Edited by justanotherskipro - 3/19/10 at 10:15am
post #9 of 10
Quote:
Originally Posted by Metaphor_ View Post

It would be really nice to have an ice clinic out here. Surprisingly I've never seen such a clinic even in Ontario, ice central. In the past when I'd ask the level 2 instructors in my ski club about training on ice, they'd dance around the issue saying "ski lightly" without doing any concrete drills on ice or working normal drills back into skiing on ice. Maybe this is better addressed in the CSCF (Canadian Ski Coaching Federation) courses. It's something I'd like to develop in my skiing to be able to teach well.
 

Yep, there's your answer.
post #10 of 10
 I love the idea of an ice clinic.
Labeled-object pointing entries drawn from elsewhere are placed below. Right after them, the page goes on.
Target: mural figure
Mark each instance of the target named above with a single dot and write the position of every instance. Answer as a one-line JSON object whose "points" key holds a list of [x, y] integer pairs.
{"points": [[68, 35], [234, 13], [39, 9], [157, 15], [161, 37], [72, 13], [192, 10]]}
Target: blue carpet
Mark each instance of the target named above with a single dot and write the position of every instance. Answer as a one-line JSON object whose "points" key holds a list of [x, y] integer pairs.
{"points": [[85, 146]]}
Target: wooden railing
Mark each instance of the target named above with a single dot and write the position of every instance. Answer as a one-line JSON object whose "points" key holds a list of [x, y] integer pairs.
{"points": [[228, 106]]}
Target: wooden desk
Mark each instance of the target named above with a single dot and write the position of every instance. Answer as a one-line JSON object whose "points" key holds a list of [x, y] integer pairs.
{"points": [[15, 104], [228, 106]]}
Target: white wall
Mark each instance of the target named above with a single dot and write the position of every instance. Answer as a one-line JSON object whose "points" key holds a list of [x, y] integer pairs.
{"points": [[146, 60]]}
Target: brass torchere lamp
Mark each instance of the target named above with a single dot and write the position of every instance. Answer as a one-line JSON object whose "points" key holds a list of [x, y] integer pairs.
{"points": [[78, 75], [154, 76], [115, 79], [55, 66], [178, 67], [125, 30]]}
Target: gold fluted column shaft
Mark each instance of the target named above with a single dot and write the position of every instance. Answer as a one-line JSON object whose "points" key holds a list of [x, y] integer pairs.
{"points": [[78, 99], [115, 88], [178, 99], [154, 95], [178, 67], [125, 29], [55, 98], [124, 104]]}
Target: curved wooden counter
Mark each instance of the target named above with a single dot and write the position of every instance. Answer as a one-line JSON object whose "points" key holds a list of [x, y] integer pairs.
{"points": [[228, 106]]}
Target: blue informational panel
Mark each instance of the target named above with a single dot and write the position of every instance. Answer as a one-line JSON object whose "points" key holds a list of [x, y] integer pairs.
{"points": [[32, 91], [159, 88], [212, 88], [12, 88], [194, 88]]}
It would be fun to do, but more importantly, it would guarantee a huge dump.

As far as the unweighting thing goes, up or down, I think it's antithetical to what you say you are trying to achieve which as you said is consistent pressure through the turn. If you unweight, you will have no pressure at the top of the turn. If you don't do anything up there, then you have to do everything at the bottom of the turn and if your skis have limited grip, you may overwhelm them. Conversely, if you do too much at the top, you can run out of options at the bottom of the turn.